LGBTI: Von den USA organisiert, und von der Schweiz, Brasilien, Albanien, Frankreich, Japan, Malta und Grossbritannien unterstützt, hat der Rat in informellem Rahmen (Arria formula meeting) die Integration der Anliegen von Lesbierinnen, Homosexuellen, Bisexuellen, Transgenderpersonen und Intersexuellen (LBGTI, gelegentlich auch LGBTQI+) besprochen.

Infrastruktur und Krieg: Die UNO-Generalversammlung hat zum «Weltwassertag» am 22. März eine Wasser-Konferenz veranstaltet, und die Schweiz und Mosambik haben gleichentags den Schutz von Wasserversorgungen in bewaffneten Konflikten im Sicherheitsrat thematisiert.
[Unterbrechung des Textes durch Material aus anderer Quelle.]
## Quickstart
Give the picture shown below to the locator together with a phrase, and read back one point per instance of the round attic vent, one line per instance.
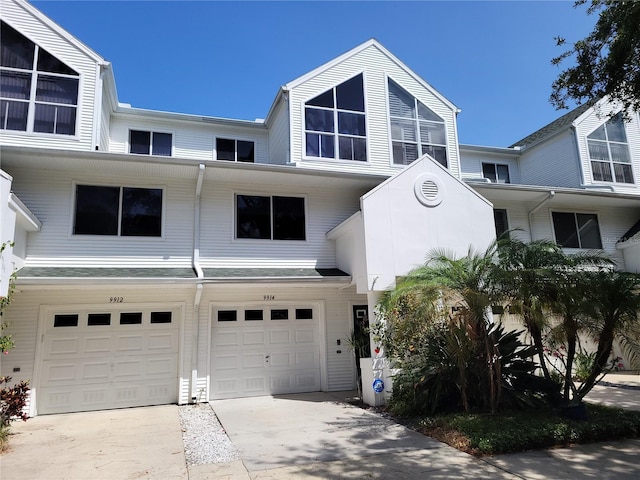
(429, 190)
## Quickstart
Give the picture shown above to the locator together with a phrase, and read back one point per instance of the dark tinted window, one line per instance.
(226, 149)
(98, 319)
(96, 210)
(253, 217)
(253, 315)
(65, 321)
(142, 212)
(160, 317)
(280, 314)
(288, 218)
(304, 313)
(227, 315)
(131, 318)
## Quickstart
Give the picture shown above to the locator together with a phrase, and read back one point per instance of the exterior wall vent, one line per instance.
(429, 190)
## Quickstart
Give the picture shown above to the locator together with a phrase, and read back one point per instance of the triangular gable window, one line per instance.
(38, 92)
(609, 152)
(415, 128)
(335, 123)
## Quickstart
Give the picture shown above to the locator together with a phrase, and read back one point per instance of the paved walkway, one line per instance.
(308, 436)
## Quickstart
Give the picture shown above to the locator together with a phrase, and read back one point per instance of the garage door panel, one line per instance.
(91, 367)
(253, 337)
(279, 337)
(277, 354)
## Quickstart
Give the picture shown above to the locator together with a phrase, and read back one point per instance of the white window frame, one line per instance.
(235, 140)
(32, 102)
(335, 134)
(135, 238)
(575, 213)
(234, 233)
(495, 170)
(151, 132)
(417, 121)
(611, 162)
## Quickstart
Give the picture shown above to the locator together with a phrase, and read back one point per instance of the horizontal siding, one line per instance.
(49, 195)
(632, 128)
(60, 47)
(279, 134)
(189, 140)
(24, 313)
(376, 66)
(553, 163)
(326, 208)
(471, 165)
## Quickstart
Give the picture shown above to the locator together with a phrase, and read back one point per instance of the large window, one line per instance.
(496, 172)
(123, 211)
(150, 143)
(270, 217)
(415, 129)
(609, 152)
(335, 123)
(577, 230)
(235, 150)
(38, 93)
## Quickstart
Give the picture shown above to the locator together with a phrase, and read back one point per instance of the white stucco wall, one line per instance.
(400, 230)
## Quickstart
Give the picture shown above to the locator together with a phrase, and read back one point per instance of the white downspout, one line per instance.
(195, 326)
(550, 195)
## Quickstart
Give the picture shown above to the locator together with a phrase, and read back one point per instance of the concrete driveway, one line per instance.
(317, 435)
(130, 443)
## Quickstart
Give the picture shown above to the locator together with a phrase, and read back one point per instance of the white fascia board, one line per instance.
(124, 109)
(60, 31)
(24, 215)
(345, 227)
(371, 42)
(282, 92)
(630, 242)
(507, 151)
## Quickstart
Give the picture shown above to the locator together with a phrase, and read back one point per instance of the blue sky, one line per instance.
(228, 59)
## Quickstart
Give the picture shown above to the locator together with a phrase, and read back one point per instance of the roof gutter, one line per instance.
(550, 195)
(196, 224)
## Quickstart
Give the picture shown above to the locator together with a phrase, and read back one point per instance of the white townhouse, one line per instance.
(174, 258)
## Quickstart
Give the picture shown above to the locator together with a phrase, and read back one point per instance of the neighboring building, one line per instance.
(165, 257)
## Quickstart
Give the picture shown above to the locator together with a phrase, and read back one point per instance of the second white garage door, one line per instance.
(258, 350)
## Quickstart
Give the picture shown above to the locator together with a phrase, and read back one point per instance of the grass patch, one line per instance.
(486, 434)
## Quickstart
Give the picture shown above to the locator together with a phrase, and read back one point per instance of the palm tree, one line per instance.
(613, 313)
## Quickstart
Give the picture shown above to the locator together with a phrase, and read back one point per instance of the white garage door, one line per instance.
(259, 350)
(95, 360)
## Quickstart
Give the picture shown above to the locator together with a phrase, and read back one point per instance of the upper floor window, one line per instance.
(270, 217)
(122, 211)
(235, 150)
(501, 222)
(609, 152)
(335, 124)
(38, 93)
(577, 230)
(496, 172)
(415, 129)
(150, 143)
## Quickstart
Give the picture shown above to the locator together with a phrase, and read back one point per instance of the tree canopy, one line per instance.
(607, 61)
In der informellen Sitzung (Arria formula meeting) erklärte der aus Bern angereiste DEZA-Vizedirektor (aus protokollarischen Gründen mit dem Titel «Staatssekretär» versehene Christian Frutiger: «Obwohl durch das humanitäre Völkerrecht verboten, werden Wasseranlagen in bewaffneten Konflikten weiterhin zerstört oder beschädigt. Das muss sich unverzüglich ändern». Wasser-Diplomatie müsse als UNO-Priorität anerkannt werden. Frutiger machte Werbung für die von der Schweiz initiierte Blue Peace-Bewegung und verwies auf einen in Genf ausgearbeiteten Prinzipienkatalog.

Chemiewaffen: Auf Antrag Russlands wird am Freitag “die Politisierung der Aktivitäten der Organisation für das Verbot chemischer Waffen” (OPCW) beraten.

Klimawandel: Die Erderwärmung und ihre Folgen gehören nicht zu den regelmässigen Traktanden auf der Agenda des Sicherheitsrats, sind aber ein Schwerpunkt des Schweizer Mandats. Die Schweiz will sich bemühen, den Rat zu einer intensiveren Beschäftigung mit dem Zusammenhang zwischen Klima, Sicherheit und Frieden zu bewegen. Zusammen mit Malta, Mosambik und den Vereinigten Arabischen Emiraten hat sie eine Prinzipienerklärung veröffentlicht. Die vier Ratsmitglieder verpflichten sich unter anderem, die Thematik in alle Beschlüsse einzubringen und während ihren Mandaten mindestens eine entsprechende Sitzung einzuberufen.